Cultura e Spettacoli

De Gregori, i sessant'anni dell'«uomo che cammina sui pezzi di vetro»

Un libro di Claudio Fabretti esplora il repertorio del cantautore romano in occasione del suo compleanno. Un corpus che, pure tra alti e bassi di ispirazione, si pone come "commedia umana" sospesa tra pubblico e privato e impreziosita da un lessico ricercatissimo

Francesco De Gregori compie sessant'anni, ma poco importa. Al cantautore che più di tutti ha alimentato l'aristocratica leggenda di un distacco dalla vita di tutti giorni, dalle umane miserie, dalla civiltà dell'apparire, la carta di identità deve apparire come la tessera magnetica di una stanza d'albergo: basta che funzioni, i suoi codici non ti interessano. L'anniversario tondo e in odore di saggezza, che sarà celebrato lunedì 4 aprile, porterà inevitabilmente le sue brave celebrazioni, ma la vita del «Principe» dei cantanti italiani (sappiamo che lui preferisce questa dizione a quella più intellettualistica di cantautore) non è abbastanza avvincente per una biografia. Così Claudio Fabretti, giornalista e direttore di una delle più seguite «webzine» musicali italiane, OndaRock, ha scelto di raccontare i sei decenni di De Gregori attraverso il suo fitto canzoniere, nel libro Tra le pagine chiare e le pagine scure, verso tratto da Rimmel, una delle più note canzoni della fase più feconda della sua interminabile ispirazione, quella della metà degli anni Settanta, quando piaceva dire che le sue opere erano enigmatiche.
Il volume di Fabretti (Arcana edizioni, collana Songbook, 300 pagine, 18,50 euro) esplora il repertorio di De Gregori scegliendo un percorso tematico piuttosto che cronologico, anche se naturalmente le tappe cruciali della carriera del cantante romano, i suoi alti e bassi (gli inizi al Folkstudio, i primi successi, il concerto al Palalido di Milano trasformato in processo all'artista dagli autonomi, il sodalizio con Lucio Dalla) sono ben raccontate.
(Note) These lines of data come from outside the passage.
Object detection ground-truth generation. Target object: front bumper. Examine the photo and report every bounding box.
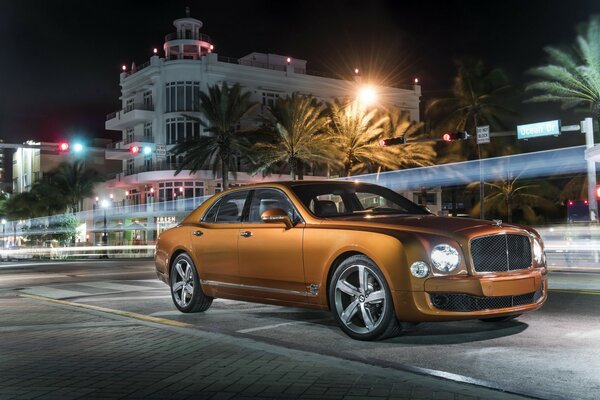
[393,268,548,322]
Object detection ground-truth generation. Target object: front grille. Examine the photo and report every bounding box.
[471,234,531,272]
[429,285,544,312]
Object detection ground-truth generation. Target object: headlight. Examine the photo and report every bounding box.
[533,238,544,264]
[431,244,460,272]
[410,261,429,278]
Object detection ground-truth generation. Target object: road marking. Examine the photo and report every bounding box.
[77,281,155,292]
[548,289,600,296]
[74,292,170,304]
[236,318,331,333]
[20,294,193,328]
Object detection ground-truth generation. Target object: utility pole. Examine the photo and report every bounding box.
[581,118,598,222]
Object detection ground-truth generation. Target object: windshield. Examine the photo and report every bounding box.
[291,182,429,218]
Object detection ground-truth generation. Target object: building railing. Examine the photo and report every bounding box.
[165,32,212,43]
[124,162,181,176]
[106,103,154,121]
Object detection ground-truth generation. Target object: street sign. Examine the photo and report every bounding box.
[154,144,167,157]
[517,119,560,140]
[560,125,581,132]
[477,125,490,144]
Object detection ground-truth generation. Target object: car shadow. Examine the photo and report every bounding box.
[385,320,529,346]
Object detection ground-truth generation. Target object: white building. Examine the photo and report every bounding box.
[106,12,420,204]
[96,10,421,242]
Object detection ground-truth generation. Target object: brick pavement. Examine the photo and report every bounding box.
[0,294,532,400]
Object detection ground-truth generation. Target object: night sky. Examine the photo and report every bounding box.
[0,0,600,142]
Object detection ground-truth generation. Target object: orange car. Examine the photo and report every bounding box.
[155,181,547,340]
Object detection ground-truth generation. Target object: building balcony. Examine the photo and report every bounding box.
[104,104,154,131]
[105,135,155,160]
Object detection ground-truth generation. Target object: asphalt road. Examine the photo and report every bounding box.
[0,260,600,399]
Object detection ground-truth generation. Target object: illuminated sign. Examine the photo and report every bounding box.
[156,216,177,224]
[517,119,560,139]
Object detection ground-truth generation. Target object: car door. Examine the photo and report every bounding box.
[191,190,250,292]
[238,188,308,303]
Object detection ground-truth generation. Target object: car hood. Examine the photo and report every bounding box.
[323,214,524,236]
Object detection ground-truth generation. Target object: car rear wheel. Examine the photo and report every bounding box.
[171,253,213,313]
[329,255,400,340]
[479,314,521,322]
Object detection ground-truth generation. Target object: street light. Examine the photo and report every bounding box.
[358,85,377,106]
[100,199,110,246]
[2,218,6,249]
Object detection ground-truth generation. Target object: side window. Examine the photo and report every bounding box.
[248,189,298,223]
[203,190,248,223]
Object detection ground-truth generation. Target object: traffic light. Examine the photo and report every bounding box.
[442,131,469,142]
[56,142,71,153]
[379,136,406,147]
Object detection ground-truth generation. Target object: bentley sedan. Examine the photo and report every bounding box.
[155,181,547,340]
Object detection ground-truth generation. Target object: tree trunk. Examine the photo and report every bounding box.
[290,157,298,181]
[221,158,229,190]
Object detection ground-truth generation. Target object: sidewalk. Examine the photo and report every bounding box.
[0,294,522,400]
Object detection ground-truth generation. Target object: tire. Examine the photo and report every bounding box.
[169,253,213,313]
[329,255,401,340]
[479,314,521,322]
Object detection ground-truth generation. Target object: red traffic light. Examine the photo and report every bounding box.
[442,131,469,142]
[379,136,406,147]
[56,142,69,153]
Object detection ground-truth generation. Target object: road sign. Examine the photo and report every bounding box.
[477,125,490,144]
[517,119,560,139]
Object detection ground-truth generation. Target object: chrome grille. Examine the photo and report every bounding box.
[471,234,531,272]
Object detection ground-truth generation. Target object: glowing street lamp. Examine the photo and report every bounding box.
[358,85,377,106]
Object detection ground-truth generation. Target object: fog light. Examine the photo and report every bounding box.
[410,261,429,278]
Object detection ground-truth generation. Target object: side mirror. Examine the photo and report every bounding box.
[260,208,294,229]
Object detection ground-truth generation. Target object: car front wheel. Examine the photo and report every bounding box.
[171,253,213,313]
[329,255,400,340]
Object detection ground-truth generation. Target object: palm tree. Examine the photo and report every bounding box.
[253,93,332,180]
[51,160,104,213]
[382,107,437,169]
[171,82,256,190]
[525,15,600,123]
[426,59,515,159]
[328,101,398,176]
[469,177,554,224]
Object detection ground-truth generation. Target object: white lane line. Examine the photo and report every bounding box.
[19,286,89,299]
[77,292,171,304]
[236,318,331,333]
[77,281,155,292]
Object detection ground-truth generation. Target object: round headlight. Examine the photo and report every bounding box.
[533,238,544,264]
[410,261,429,278]
[431,244,460,272]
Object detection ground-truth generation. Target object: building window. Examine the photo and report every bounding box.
[144,156,152,171]
[165,117,200,144]
[125,128,135,144]
[144,122,152,137]
[127,160,135,175]
[123,98,134,112]
[144,90,154,110]
[262,92,279,107]
[166,81,200,112]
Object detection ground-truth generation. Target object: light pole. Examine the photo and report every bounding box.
[2,218,6,249]
[100,199,110,246]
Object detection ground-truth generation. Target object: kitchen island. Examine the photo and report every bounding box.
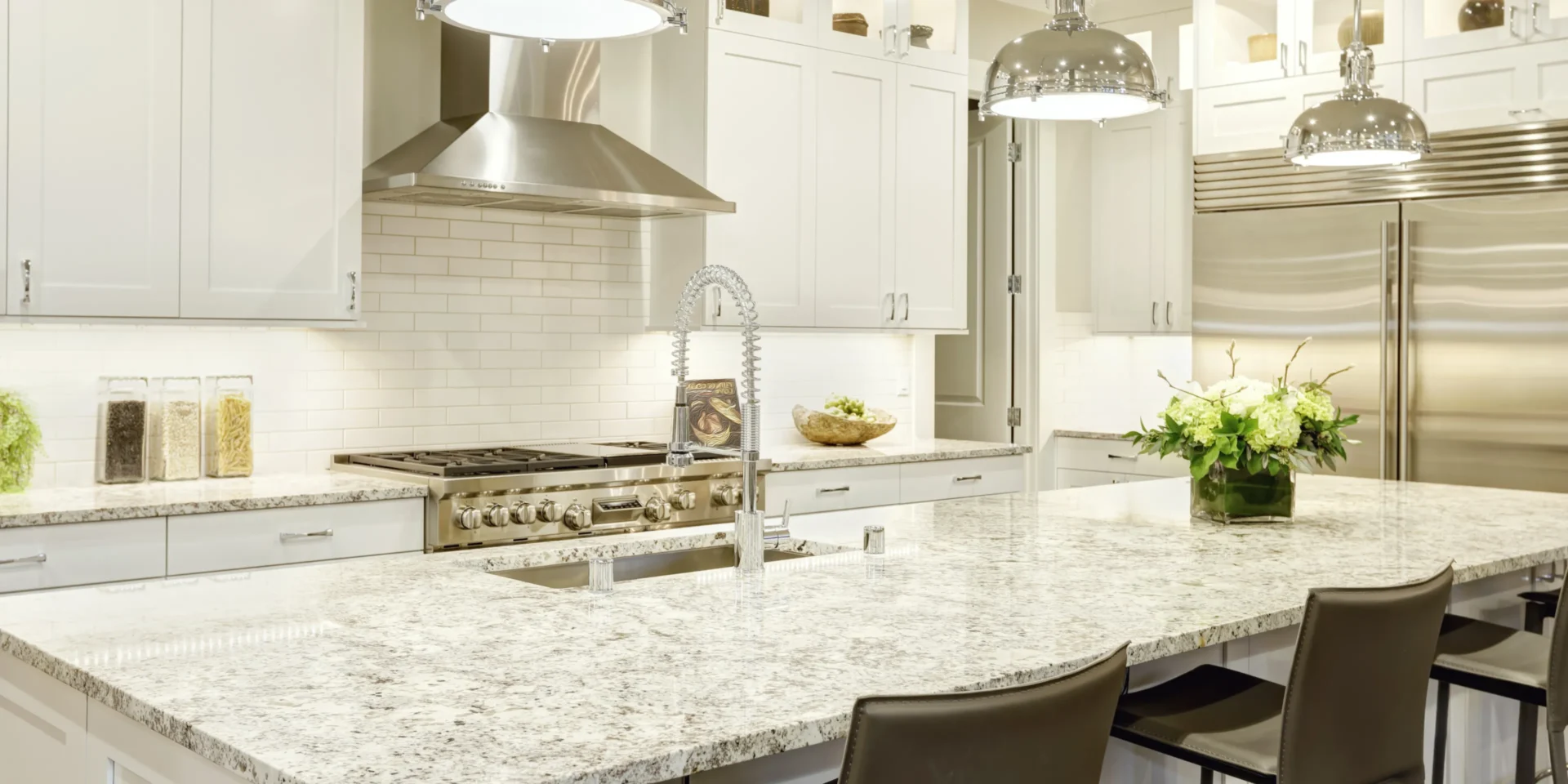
[0,477,1568,784]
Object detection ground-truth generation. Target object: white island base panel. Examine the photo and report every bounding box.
[0,477,1568,784]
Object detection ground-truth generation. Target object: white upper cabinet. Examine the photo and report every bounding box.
[706,31,817,326]
[180,0,363,320]
[5,0,180,317]
[893,68,969,329]
[815,51,900,326]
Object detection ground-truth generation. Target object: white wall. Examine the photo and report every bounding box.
[0,204,930,486]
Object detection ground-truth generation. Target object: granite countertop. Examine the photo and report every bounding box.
[0,470,426,528]
[1052,430,1127,441]
[0,477,1568,784]
[762,439,1030,472]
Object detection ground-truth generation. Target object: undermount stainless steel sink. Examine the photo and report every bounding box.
[491,544,809,588]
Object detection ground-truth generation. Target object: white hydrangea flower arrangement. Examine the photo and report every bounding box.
[1126,337,1360,479]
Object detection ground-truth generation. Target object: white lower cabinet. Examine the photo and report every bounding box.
[0,518,165,593]
[767,455,1024,514]
[169,499,425,576]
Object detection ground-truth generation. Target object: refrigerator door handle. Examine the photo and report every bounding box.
[1396,215,1416,481]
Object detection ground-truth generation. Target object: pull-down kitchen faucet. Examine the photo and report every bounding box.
[665,265,789,572]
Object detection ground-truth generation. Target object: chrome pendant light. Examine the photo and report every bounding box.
[980,0,1169,121]
[1284,0,1432,167]
[414,0,687,46]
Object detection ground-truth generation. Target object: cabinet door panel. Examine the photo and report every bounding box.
[1089,111,1168,332]
[895,66,969,329]
[1405,47,1529,133]
[815,51,898,327]
[180,0,363,320]
[707,31,817,326]
[8,0,180,317]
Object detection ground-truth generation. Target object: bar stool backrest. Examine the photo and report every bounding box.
[839,644,1127,784]
[1280,566,1454,784]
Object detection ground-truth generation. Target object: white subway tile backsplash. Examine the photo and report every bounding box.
[0,203,915,486]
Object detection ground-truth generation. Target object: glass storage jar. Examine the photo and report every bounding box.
[147,376,203,481]
[97,376,147,484]
[207,376,254,477]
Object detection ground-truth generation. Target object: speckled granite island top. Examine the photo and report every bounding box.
[0,477,1568,784]
[762,439,1029,472]
[0,470,428,528]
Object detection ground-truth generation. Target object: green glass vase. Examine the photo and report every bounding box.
[1192,462,1295,522]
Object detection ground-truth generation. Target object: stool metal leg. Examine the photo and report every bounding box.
[1432,680,1449,784]
[1513,702,1539,784]
[1546,731,1568,784]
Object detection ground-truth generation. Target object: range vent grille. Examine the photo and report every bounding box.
[1193,121,1568,212]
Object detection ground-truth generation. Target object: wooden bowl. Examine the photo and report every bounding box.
[791,406,898,447]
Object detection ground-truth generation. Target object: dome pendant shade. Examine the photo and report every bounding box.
[421,0,685,41]
[980,0,1168,119]
[1284,0,1432,167]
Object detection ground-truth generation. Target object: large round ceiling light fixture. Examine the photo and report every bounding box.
[980,0,1169,121]
[1284,0,1432,167]
[416,0,685,41]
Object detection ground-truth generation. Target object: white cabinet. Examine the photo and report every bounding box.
[706,31,817,326]
[1193,63,1405,155]
[1089,100,1185,334]
[1405,41,1568,131]
[169,499,425,576]
[5,0,180,317]
[815,51,900,327]
[651,29,968,329]
[0,518,165,593]
[180,0,363,320]
[0,653,87,784]
[893,68,969,329]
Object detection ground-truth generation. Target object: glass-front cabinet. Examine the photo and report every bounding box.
[808,0,969,74]
[1195,0,1411,88]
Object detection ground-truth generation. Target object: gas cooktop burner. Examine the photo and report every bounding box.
[350,447,605,477]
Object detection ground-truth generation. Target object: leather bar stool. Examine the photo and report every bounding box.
[839,644,1127,784]
[1432,591,1568,784]
[1110,568,1454,784]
Ma quello che si privilegia nel lettore è scandagliare attraverso le tematiche degregoriane la summa di un'opera che si rivela fondamentale per comprendere l'Italia degli ultimi quattro decenni e che ha lasciato il segno anche da un punto stilistico, essendo ormai assodato che la ricerca linguistica e poetica di De Gregori ha influenzato tutte le generazioni successive di autori di testi per canzoni.
Fabbretti analizza con il piglio dell'umile esegeta un corpus che va inserito certamente tra le produzioni letterarie e musicali più sensibili degli ultimi anni. De Gregori è sempre stato considerato un cantautore politico, e questo è vero come è vero che tutto è politica, l'amore, l'America, la povertà, il viaggio, la letteratura, l'emigrazione, le tante sconfitte e le poche vittorie. Da Atlantide («Lui adesso vive nel terzo raggio/ dove ha imparato a non fare più domande del tipo:/ "conoscete per caso una ragazza di Roma/ la cui faccia ricorda il crollo di una diga?"») alla sorprendentemente attuale Viva l'Italia, che pure all'epoca fu tra gli episodi meno compresi della sua opera («Viva l'Italia/ l'Italia del 12 dicembre / l'Italia con le bandiere/ l'Italia nuda come sempre/ l'Italia con gli occhi aperti nella notte triste/viva l'Italia/ l'Italia che resiste») è un susseguirsi di immagini visionarie, spesso cinematografiche, di frasi toccanti spesso trasformate in slogan e cliché un po' controvoglia, di sentimenti sospesi. Un'opera che guardata con gli occhi di oggi - De Gregori continua a lavorare con rigore e cura da artigiano, ma l'ispirazione è certo meno folgorante di un tempo - appare possedere un respiro universale, gonfia di un umanesimo laico che si ciba di ogni sofferenza e ingiustizia aspirando al loro superamento. C'è ancora tanto bisogno di De Gregori, anche ora che è un uomo di mezza età con tante cose da dire e un po' troppo pudore per quest'epoca oscena.